In 1945, Rosensaft was a principal witness for the prosecution of Nazi war criminals before a British military court in Luneburg, Germany.
In 1946, she married Josef Rosensaft, the chairman of the Central Jewish Committee in the British Zone of Germany and of the Jewish Committee of Bergen-Belsen. He died in 1975.
Their son Menachem, a New York attorney and founding chairman of the International Network of Children of Jewish Holocaust survivors, was born in Bergen-Belsen in 1948.
Eva Fogelman, a social psychologist and psychotherapist who knew Rosensaft said, “She was a marvelous role model for resilience and how to go on with life, and a meaningful life, after experiencing so many losses and such persecution.
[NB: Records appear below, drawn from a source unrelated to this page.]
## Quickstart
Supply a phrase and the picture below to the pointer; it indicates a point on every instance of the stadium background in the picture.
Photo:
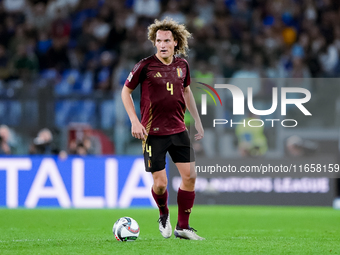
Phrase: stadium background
(63, 64)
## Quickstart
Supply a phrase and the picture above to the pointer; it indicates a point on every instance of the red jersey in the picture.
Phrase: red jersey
(162, 99)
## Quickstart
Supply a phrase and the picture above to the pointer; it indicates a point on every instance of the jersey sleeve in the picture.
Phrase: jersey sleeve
(187, 80)
(134, 77)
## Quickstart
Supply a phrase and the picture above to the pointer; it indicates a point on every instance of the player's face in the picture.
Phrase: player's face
(165, 45)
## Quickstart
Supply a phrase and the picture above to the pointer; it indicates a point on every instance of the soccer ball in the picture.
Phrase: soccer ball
(125, 229)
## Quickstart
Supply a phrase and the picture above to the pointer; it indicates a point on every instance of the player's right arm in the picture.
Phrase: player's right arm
(137, 129)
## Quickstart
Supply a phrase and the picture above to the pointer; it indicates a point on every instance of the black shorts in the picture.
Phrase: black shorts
(156, 147)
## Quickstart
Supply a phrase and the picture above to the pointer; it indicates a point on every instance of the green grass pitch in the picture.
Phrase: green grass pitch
(227, 229)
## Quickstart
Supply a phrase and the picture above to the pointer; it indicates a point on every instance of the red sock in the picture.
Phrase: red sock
(185, 201)
(162, 202)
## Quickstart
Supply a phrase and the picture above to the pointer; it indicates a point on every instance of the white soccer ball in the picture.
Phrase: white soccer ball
(125, 229)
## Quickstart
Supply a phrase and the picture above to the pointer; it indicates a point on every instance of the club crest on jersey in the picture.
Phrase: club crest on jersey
(130, 77)
(158, 74)
(179, 72)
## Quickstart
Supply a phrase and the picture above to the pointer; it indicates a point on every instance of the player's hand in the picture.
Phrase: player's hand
(138, 131)
(200, 131)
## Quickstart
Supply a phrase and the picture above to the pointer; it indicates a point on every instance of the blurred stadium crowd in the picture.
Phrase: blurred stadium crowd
(85, 49)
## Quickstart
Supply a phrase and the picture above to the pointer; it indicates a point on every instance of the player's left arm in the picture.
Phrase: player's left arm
(191, 105)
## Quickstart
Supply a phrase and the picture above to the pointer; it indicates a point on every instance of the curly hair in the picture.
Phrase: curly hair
(179, 32)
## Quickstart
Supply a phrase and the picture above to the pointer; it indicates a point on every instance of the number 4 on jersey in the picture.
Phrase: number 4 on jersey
(169, 87)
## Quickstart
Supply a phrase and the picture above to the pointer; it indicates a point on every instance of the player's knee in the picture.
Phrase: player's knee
(160, 186)
(189, 181)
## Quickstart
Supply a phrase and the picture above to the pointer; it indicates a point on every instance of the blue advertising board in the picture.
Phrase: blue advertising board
(75, 182)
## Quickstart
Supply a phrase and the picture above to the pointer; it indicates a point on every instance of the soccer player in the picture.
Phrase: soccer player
(165, 95)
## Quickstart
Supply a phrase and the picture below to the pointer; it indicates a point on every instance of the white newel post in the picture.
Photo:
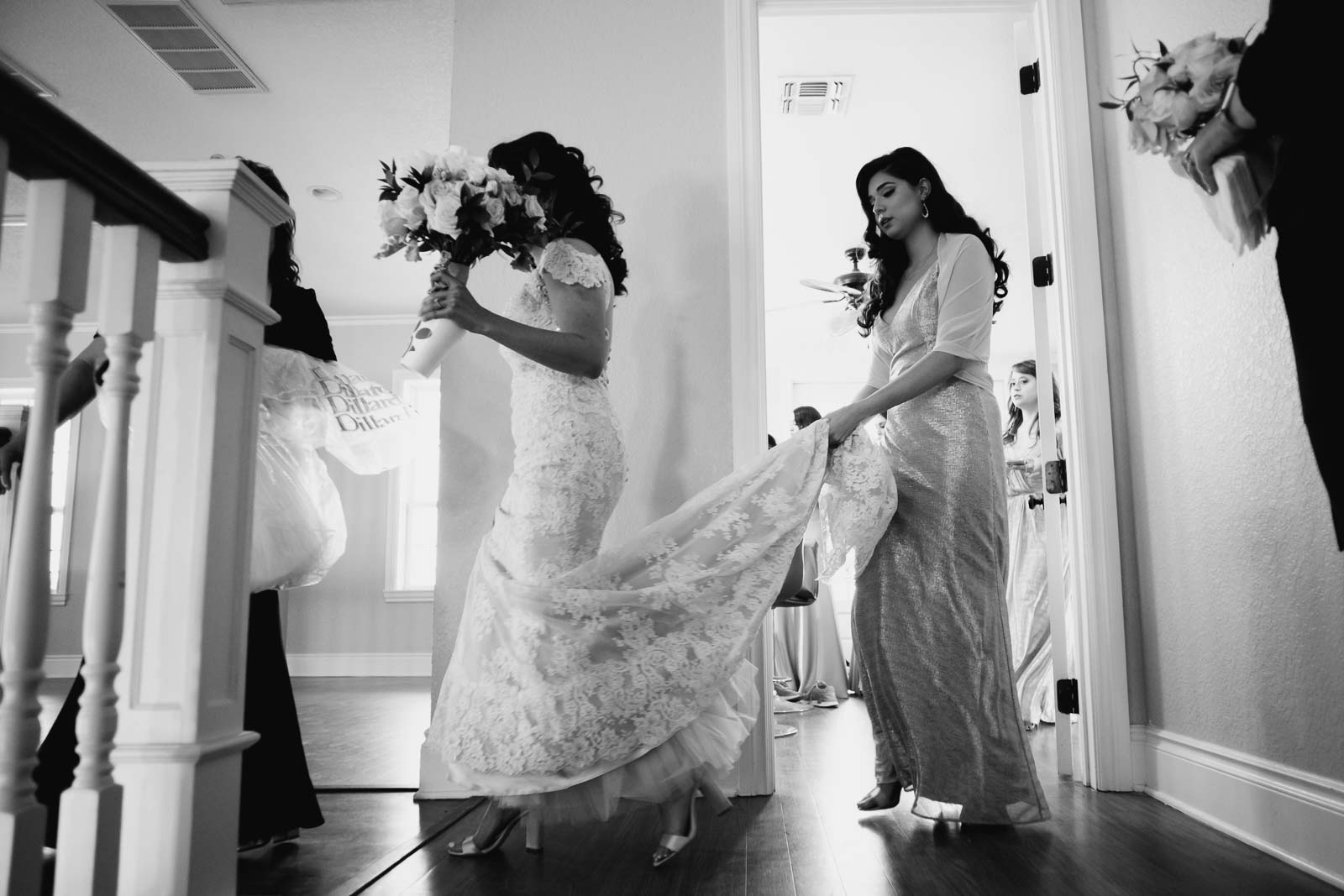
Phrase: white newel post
(91, 812)
(55, 280)
(194, 434)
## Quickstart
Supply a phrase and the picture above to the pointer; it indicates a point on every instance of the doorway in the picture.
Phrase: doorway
(947, 76)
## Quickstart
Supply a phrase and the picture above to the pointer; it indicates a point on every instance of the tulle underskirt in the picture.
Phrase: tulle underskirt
(707, 747)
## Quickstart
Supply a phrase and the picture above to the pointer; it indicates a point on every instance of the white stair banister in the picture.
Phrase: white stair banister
(54, 282)
(91, 812)
(194, 432)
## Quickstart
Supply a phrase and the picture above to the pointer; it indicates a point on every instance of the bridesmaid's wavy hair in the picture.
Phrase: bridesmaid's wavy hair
(890, 255)
(282, 268)
(1015, 416)
(570, 191)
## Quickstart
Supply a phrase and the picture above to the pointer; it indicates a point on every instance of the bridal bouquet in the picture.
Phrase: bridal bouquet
(460, 207)
(1171, 96)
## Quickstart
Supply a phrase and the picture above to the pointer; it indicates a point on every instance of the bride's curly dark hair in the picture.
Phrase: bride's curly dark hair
(945, 214)
(570, 191)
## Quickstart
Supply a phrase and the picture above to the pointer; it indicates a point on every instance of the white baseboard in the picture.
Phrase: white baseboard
(1290, 815)
(358, 665)
(60, 665)
(1139, 755)
(304, 665)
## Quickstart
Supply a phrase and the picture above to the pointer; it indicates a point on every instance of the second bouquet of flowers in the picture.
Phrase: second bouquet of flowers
(460, 207)
(1171, 94)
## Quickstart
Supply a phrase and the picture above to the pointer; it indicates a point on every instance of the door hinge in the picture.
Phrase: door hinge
(1066, 696)
(1043, 270)
(1028, 78)
(1057, 477)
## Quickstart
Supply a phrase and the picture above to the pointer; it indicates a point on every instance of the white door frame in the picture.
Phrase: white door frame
(1095, 515)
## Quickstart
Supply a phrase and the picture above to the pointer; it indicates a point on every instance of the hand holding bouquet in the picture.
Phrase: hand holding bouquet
(1175, 96)
(460, 207)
She gives young people a lot of hope.”
Rosensaft was honorary president of the World Federation of Bergen-Belsen Survivors and wrote and lectured about the Holocaust.
In 1978, President Jimmy Carter appointed her a member of the President’s Commission on the Holocaust, and in 1980, he appointed her a member of the U.S. Holocaust Memorial Council. She served on the council until 1994.
She also chaired the Archives and Library Committee of the U.S. Holocaust Memorial Museum and was a member of its Executive Committee.
Fogelman, who directs a training program to teach mental health professionals to deal with second generation survivors, said, “She was a tremendous source for the experiences of children during and after the Holocaust. I appreciated her openness, her insight and the dignity with which she carried herself.”